Christian Science Monitor, Irak’ın yeni başbakanı İyad Allavi’nin daha yönetimi devir almadan ülke gündemindeki iki önemli sorunu çözmeyi başardığını yazıyor. Gazete, Allavi’nin attığı doğru adımlar sayesinde, Irak’taki koalisyon askerlerinin statüsü ve Kürtlerin hakları konularında doğabilecek çatışmaların önlendiğini vurguluyor.

"Allavi, Irak’taki yabancı askerler konusunda, Birleşmiş milletler Güvenlik Konseyi’ne gönderdiği mektupla Irak ve Amerika’nın askeri koordinasyonu nasıl sağlayacağına ilişkin Fransa’nın yaşadığı kaygıları gidermeyi başardı. Allavi’nin bu adımı, Irak’ın egemenliğiyle ilgili kararın oybirliğiyle alınmasına yardımcı oldu. Ardından geçici anayasada yer alan maddelere kendi hükümetinin de saygı göstereceği teminatı vererek Kürtlerin kaygılarını gidermeyi başardı. Allavi, geçici anayasaya desteğini açıklarken, akıllıca davranarak Şii liderlerin de görüşünü aldı. Potansiyel bir bölünme veya iç savaş, Irak’ın geleceği için en büyük tehdidi oluşturuyor. Allavi, geçici anayasaya destek vererek bu tehlikeyi şimdilik savuşturmayı başardı."

Washington Post ise, nükleer silahlanmaya karşı Bush yönetiminin izlediği politikaları mercek altına alıyor. Konunun G-8 zirvesinde de gündeme geldiğini hatırlatan gazete, burada kararlaştırılan önlemlerin yetersiz olduğunu vurguluyor. Washington Post, nükleer malzemelerin dünya çapında denetim altına alınması çabalarının çok yavaş ilerlediğine de dikkat çekiyor:

"Zenginleştirilmiş uranyum veya plütonyum dışında, bir nükleer silah üretmek için gerekli bütün malzeme, dünya pazarından rahatlıkla sağlanabilir. Eski Sovyetler Birliği’nde ve diğer ülkelerde bu tür yüzlerce ton malzeme, güvenli olmayan koşullarda saklanıyor. Amerika’nın on yıldır sürdürdüğü programla Rusya’da bu malzemelerin sadece %20’sinin güvenliği sağlandı. Diğer ülkelerde bu oran daha da düşük."

Amerika’da gündemin ilk sırasında ise eski başkan Ronald Reagan’ın cenaze töreni var. Önceki günlerde olduğu gibi bugünde gazeteler Reagan hakkındaki yorum ve haberlerle dolu.
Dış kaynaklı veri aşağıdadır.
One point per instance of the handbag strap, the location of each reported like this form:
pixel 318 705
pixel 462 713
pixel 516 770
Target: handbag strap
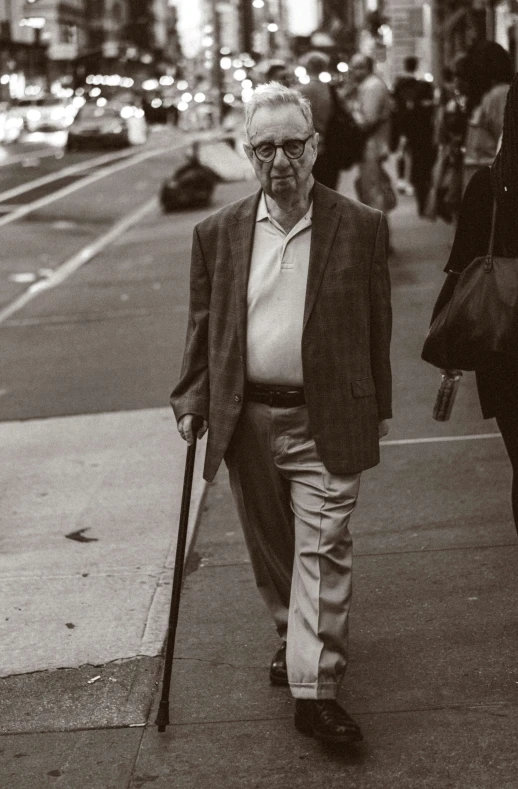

Reagan’ın morali bozuk ve Sovyetler karşısında gerileyen bir Amerika devraldığını hatırlatan Washington Times da, kırkıncı başkanın soğuk savaşı kazanmasıyla tarihe geçtiğini yazıyor:

"Reagan, sekiz yıllık başkanlık görevinin ardından Beyaz Saray’dan ayrılırken, güç dengesi büyük ölçüde değişmiş ve Batı’nın lehine dönmüştü. Sovyetler Birliği ve Doğu Avrupa’daki komünist diktatörlükler, çökmek üzereydi."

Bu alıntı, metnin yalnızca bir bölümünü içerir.